Молодой человек чувствовал слабость, перед глазами его плясали точки, все казалось нереальным, словно происходящим во сне. Он уставился на ближний алтарь, с которого жрецы все еще соскребали останки жертвы, и вид окровавленных тряпок, которыми они орудовали, поверг его в панику. Луций проскочил мимо двоих сенаторов и вбежал в зал.
Это было овальное помещение с амфитеатром спускающихся к центру сидений. Заседание еще не открылось, и пространство полнилось гомоном голосов. Большинство сенаторов уже заняли свои места, но некоторые еще толклись возле кресла председательствующего (до сих пор никто не смел открыто назвать его троном), на котором восседал Цезарь.
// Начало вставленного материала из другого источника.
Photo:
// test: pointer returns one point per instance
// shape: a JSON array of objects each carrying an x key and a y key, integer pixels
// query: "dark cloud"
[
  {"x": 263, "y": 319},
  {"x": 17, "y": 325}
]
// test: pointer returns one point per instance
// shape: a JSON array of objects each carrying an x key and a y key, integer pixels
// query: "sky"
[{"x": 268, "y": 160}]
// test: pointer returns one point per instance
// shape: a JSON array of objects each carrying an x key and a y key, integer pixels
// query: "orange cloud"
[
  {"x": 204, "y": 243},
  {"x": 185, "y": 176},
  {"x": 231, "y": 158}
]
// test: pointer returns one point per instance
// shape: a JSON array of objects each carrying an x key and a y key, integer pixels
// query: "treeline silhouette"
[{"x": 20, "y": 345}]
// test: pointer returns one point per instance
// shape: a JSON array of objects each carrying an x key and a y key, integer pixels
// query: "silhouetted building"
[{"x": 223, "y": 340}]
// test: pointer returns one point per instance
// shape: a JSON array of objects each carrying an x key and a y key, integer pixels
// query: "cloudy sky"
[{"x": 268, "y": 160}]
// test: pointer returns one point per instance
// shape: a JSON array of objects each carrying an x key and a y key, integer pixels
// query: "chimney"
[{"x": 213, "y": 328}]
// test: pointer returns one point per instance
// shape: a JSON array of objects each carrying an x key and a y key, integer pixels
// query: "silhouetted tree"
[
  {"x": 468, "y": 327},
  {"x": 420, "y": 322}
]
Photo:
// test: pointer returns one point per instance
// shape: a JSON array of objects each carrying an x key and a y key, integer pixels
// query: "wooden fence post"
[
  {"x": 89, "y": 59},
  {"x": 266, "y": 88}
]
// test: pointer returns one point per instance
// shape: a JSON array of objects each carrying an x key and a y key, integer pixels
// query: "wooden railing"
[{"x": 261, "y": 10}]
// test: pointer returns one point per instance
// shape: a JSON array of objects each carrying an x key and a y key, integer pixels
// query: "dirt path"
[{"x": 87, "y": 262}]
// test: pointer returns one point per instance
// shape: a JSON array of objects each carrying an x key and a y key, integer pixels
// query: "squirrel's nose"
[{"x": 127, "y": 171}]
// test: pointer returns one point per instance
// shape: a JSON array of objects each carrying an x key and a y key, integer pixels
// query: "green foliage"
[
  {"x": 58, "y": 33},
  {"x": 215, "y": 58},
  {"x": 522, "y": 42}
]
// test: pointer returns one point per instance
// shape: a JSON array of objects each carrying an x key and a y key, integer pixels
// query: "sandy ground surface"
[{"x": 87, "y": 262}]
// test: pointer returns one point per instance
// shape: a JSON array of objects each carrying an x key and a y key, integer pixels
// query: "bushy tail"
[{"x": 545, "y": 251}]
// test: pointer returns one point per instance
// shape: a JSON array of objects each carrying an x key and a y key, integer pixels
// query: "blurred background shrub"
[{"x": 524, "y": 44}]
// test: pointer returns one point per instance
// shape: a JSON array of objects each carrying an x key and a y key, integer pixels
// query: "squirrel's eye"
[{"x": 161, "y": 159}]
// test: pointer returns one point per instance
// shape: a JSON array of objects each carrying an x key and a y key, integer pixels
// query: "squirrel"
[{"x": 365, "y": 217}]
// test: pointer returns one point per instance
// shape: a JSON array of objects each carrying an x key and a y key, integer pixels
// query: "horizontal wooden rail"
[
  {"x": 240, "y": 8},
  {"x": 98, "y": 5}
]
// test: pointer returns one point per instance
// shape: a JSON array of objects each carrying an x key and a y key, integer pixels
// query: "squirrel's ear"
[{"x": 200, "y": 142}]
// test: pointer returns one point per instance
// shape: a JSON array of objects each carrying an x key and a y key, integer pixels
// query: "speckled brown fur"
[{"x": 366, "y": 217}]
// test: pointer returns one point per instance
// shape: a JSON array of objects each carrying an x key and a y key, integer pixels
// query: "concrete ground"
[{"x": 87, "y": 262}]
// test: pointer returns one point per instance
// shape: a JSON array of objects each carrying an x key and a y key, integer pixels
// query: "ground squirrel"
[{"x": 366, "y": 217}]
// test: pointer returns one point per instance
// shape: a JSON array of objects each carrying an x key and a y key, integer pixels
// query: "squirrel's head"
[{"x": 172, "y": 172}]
Диктатор выглядел спокойным, даже безмятежным! Он подписывал какие-то документы, и лишь то, как нервно вертел он в проворных пальцах стило, выдавало хорошо скрываемое возбуждение, которого он просто не мог не испытывать в столь судьбоносный день.
Один из сенаторов, Тиллий Цимбер, приблизился к Цезарю с угодливым поклоном просителя. Видимо, Цезарь счел его ходатайство неприемлемым, ибо покачал головой, даже махнул стилом, отсылая его. Сенатор, однако, не удалился, а, напротив, вцепился в тогу Цезаря на его плече.
– Нет! – вскричал Луций.
Голос его от волнения сделался тонким и звонким, как у мальчика. Взоры обратились к нему. Цезарь тоже посмотрел в его сторону, непонимающе сдвинул брови, но тут же вернул свое внимание Цимберу.
– Убери руки, Цимбер! – процедил Цезарь сквозь сжатые зубы.
Но Цимбер потянул тогу на себя так, что едва не стащил Цезаря с кресла. Ткань сползла, обнажив плечо диктатора. В то время как Цимбер, не выпуская тоги, озирался на стоявших поблизости сенаторов, взгляд его был близок к панике.
– Чего вы ждете? – заорал сенатор. – Живее!
И тут вперед выступил Каска с каплями пота на лбу. Оскалив в злобной гримасе зубы, он высоко занес острый кинжал.